Blooming Here. Living Now.

Wednesday, March 25, 2009

Shoulda, Coulda, Woulda

Most of the time when these three phrases dominate my thinking, I end up in a morose and regret -filled frame of mind.
" I should have been more available to that person to talk when they needed me." "I could have maximized my college experience more." " I should have left on time, and I'd have missed all this traffic." " If only I had gotten my 3rd child professionally photographed at 3 months like the other two." Usually there is an unseen barb underneath these seemingly benign statements: judgements of myself as an unavailable friend, irresponsible planner, even unworthy mother. They also leave me fixated on what is undone or poorly done. No wonder they leave me in a funk!

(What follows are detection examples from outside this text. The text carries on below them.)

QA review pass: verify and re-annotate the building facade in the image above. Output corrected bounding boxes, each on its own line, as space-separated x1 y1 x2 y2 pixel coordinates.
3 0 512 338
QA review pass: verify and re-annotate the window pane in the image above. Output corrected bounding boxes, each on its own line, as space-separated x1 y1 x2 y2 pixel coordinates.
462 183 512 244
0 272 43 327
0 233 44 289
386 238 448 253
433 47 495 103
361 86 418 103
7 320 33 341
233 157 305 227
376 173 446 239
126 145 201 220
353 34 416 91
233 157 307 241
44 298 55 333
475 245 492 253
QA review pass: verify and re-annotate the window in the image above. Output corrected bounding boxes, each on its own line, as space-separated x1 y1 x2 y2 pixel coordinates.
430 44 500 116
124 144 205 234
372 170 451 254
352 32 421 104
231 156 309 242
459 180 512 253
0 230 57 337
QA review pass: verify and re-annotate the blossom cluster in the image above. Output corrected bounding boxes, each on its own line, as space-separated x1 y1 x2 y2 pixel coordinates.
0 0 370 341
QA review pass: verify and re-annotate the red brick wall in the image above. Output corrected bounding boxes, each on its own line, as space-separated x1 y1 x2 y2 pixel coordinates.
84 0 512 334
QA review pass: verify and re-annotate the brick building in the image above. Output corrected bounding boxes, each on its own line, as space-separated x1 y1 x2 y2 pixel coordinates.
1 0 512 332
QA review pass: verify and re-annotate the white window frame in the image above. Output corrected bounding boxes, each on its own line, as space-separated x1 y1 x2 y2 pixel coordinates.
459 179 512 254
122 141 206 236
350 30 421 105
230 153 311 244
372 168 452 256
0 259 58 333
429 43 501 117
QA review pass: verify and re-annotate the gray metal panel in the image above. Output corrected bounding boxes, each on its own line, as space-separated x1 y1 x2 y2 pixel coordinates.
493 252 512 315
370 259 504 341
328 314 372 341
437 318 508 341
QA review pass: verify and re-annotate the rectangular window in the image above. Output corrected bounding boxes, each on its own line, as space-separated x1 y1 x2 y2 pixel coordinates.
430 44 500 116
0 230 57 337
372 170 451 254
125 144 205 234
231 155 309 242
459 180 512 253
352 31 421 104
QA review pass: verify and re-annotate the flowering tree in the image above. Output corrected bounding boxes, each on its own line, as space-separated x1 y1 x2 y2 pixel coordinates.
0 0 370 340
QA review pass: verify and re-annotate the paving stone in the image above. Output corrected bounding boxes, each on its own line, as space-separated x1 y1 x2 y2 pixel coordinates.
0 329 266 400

The book, Feeling Good: the new mood therapy, by David Burns, is reminding me to replace should commands with more balanced statements. Letting the shoulds dictate is, in his words, "a shouldy way to live." He recommends replacing my rigid commands beginning with should, ought, must, have to, with more flexible and accurate statements of preference and acceptance. We are not talking about clear moral issues here, as outlined in Scripture, but the various choices and pieces of daily life which are neither black nor white, but which the inner tyrant can turn into a pass or fail scenario.

So, my goal is to eliminate as many shoulds from my thinking as possible. They pop up throughout any given day, so I'm getting plenty of practice replacing the demanding shoulds with alternative statements.

So for a rewrite of the above thoughts: "It might have been nice to be available to that person when they needed me, but I had nothing left to give at that point, and there will be plenty of other opportunities" (I'm not a failure as a friend, just a person with human limitations and normal needs for refreshment). "Oh well, traffic isn't my fav, but here I am." (Having left late just now does not equal a disaster, nor does it make me a perpetually late person). "Maybe a different major would have been more useful but that training was formative to who I am and I accomplished some great things." (The time and resources were not wasted just because it wasn't perfect- nothing is, but that doesn't keep it from being beautiful). "It'd be fun to have all three of the kids' studio baby shots lined up and framed, but I have plenty of candid shots that are sweet, and will do just fine." (Not having had a photo shoot with my 3rd born at 3 months doesn't mean I've failed as a mom or shown blatant favoritism to the first two. Life just gets more interesting with each child, and mandates change!)
There is no personal assault when I evaluate life in a more measured way - going light on the shoulda, coulda, wouldas.

2 comments:

Anonymous said...

I like this thinking! It reminds me a little of a friend who was taught to always use the "What now?" question. Instead of dwelling on regrets, ask: what now? "I didn't have that picture taken... what now? I didn't get to chat with that friend... what now?"

In other words, where do I go from here? because there is no use in looking backward at what I didn't do well... More present-looking, I guess.

Julia said...

I like that, what now...? It helps get to the bottom line of what's nagging at me. Or, "so what? Does this change my identity in Christ in the least?" Looking backward leaves me only to bump into things in the here and now.